Molly thanked him and asked him to thank the sergeant, too, for his kindness. Then, as the policeman drove away, she made her way in to see Constance.

‘You poor love,’ the old lady said as soon as she saw Molly. ‘Come and sit down by the fire and tell me all about it.’

Constance was sitting by the fire in her wheelchair. She didn’t get out of it to hug her, she didn’t even hold out a reassuring hand, yet just the way she spoke it felt to Molly as if someone had just wrapped a warm, soft blanket around her. All at once she didn’t care how squalid Whitechapel was, or that she’d have to cope with no bathroom and an outside lavatory here. She felt safe and wanted.
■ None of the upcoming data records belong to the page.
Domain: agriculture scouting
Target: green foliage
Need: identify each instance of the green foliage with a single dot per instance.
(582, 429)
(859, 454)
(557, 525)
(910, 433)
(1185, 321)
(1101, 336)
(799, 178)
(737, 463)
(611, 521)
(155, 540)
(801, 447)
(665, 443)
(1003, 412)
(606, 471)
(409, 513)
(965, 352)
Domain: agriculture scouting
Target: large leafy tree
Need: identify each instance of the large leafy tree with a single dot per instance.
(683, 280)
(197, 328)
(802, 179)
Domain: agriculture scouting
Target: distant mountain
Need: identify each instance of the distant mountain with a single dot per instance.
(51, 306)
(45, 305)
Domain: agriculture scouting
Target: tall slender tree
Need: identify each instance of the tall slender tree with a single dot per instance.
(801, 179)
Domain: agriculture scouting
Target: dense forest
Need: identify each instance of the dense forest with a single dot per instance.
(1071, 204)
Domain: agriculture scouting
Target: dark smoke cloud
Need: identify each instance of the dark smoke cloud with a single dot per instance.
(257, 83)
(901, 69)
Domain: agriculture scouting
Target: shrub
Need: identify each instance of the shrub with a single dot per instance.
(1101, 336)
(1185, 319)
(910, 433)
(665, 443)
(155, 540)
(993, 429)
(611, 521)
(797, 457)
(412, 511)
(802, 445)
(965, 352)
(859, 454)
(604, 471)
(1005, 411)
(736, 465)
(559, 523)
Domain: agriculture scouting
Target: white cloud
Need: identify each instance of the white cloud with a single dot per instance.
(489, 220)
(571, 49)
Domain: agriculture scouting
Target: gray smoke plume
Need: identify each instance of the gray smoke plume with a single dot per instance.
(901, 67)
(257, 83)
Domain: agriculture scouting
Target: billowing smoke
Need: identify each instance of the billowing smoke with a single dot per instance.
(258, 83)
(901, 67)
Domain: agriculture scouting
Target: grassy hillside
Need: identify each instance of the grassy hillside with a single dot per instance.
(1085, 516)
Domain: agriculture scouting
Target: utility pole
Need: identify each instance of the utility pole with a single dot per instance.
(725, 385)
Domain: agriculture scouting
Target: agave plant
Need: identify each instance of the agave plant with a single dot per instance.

All her other visits here had been on a different footing. She had been, to all intents and purposes, like a distant relative doing her duty in coming to see an old lady, staying just long enough to be polite, then leaving. Yet by one o’clock on Christmas morning, after wheeling Constance home in her wheelchair from the midnight service, Molly felt that fate had smiled on her. It wasn’t just a temporary place of refuge, somewhere she would want to leave as soon as she could. She felt that coming to the East End might actually be a really good thing for her.

All day, people had been dropping into Myrdle Street with food, offers of a shared Christmas dinner, to see if Constance needed any help, or just for a chat. These were nice people. They might be very poor, and often loud and coarse, but they had warm hearts.

Constance wasn’t bound to the wheelchair; she could walk well enough with a stick to get to the lavatory, to stand up to wash and dress herself and make a cup of tea. But she was frail and her neighbours clearly wanted to show how much they loved her by doing as much as possible for her.

They didn’t see Molly as some kind of interloper but as company for their friend, and when the story was told about her experiences the previous day, they were all in total sympathy with her. In fact, they were all impressed that she had got the better of the fat man in Greek Street.

Molly had spent the day not only meeting all the neighbours but decorating a small Christmas tree someone had brought round, helping wrap some toys for various small children Constance cared about, making up a narrow truckle bed for herself in the corner of the room and stowing her clothes away in a linen press.

Molly had always been involved with the church at home, not just going to services but singing in the choir and flower arranging, but she’d never been to a midnight service before. When Constance asked her to go with her, she agreed out of politeness, but she would rather have gone to bed. So it was a real surprise to find herself uplifted by the service. The carols, candles and flowers played a part, but it was more than that: she felt as if a burden had been taken from her shoulders and that whatever path she took after Christmas would be the right one.